Outre une règlementation complexe et évolutive, le droit de la durée du travail est également caractérisé par des règles de preuve spécifiques qui peuvent se révéler particulièrement rigoureuses pour les employeurs en cas de contentieux.
Tel est le cas, notamment, en matière d’heures supplémentaires, comme l’illustre un récent arrêt de la Cour de cassation du 26 septembre 2012 (n° 10-27508). Explications…
Il convient de rappeler que selon le Code du travail, l’employeur est astreint à la tenue de divers documents permettant de contrôler le temps de travail de ses salariés.
Ainsi, lorsque tous les salariés d’un service ou d’une équipe travaillent selon le même horaire collectif, cet horaire, daté et signé par l’employeur devra, après consultation des représentants du personnel et transmission à l’inspection du travail, avoir été affiché sur les lieux de travail.

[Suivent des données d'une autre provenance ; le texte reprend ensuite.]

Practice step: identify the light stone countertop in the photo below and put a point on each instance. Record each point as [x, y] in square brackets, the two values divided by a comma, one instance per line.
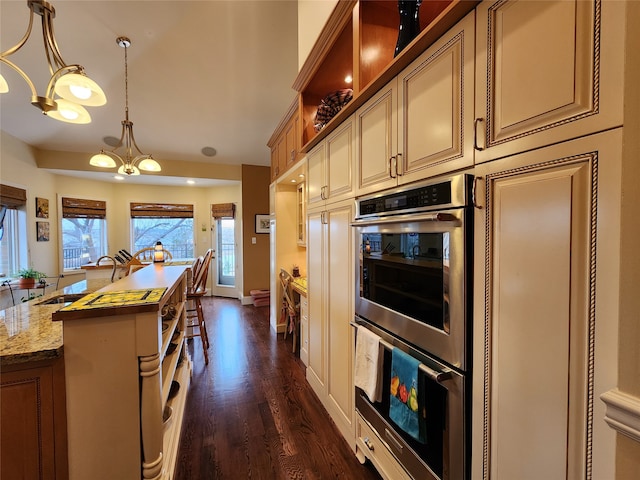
[27, 332]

A l’inverse, si les salariés ne sont pas occupés selon un même horaire, un décompte individuel de la durée du travail de chaque salarié, à la fois quotidien et hebdomadaire, devra être établi (article D. 3171-8 du Code du travail).
Le respect de ces formalités et la tenue de ces documents sont imposés sous peine de sanctions pénales (contraventions de 3e ou 4e classe). Ces documents sont en outre fondamentaux en cas de contentieux sur la durée du travail et de réclamation d’heures supplémentaires par les salariés.
En effet, en cas de litige relatif à l’existence ou au nombre d’heures de travail accomplies, l’article L. 3171-4 du Code du travail prévoit que l’employeur doit fournir au juge les éléments de nature à justifier les horaires effectivement réalisés par le salarié.
Ce texte précise encore qu’au vu de ces éléments et de ceux fournis par le salarié à l’appui de sa demande, le juge forme sa conviction après avoir ordonné, en cas de besoin, toutes les mesures d’instruction qu’il estime utiles.
Dans la gestion des contentieux liés aux réclamations d’heures supplémentaires, la Cour de cassation avait semblé vouloir faire preuve d’une plus grande rigueur à l’égard des salariés en précisant, au début de l’année 2004, qu’à l’appui de leur réclamation, ces derniers devaient, au préalable soumettre au juge des éléments de nature à étayer leur demande (Soc. 25 février 2004 n° 01-45.441).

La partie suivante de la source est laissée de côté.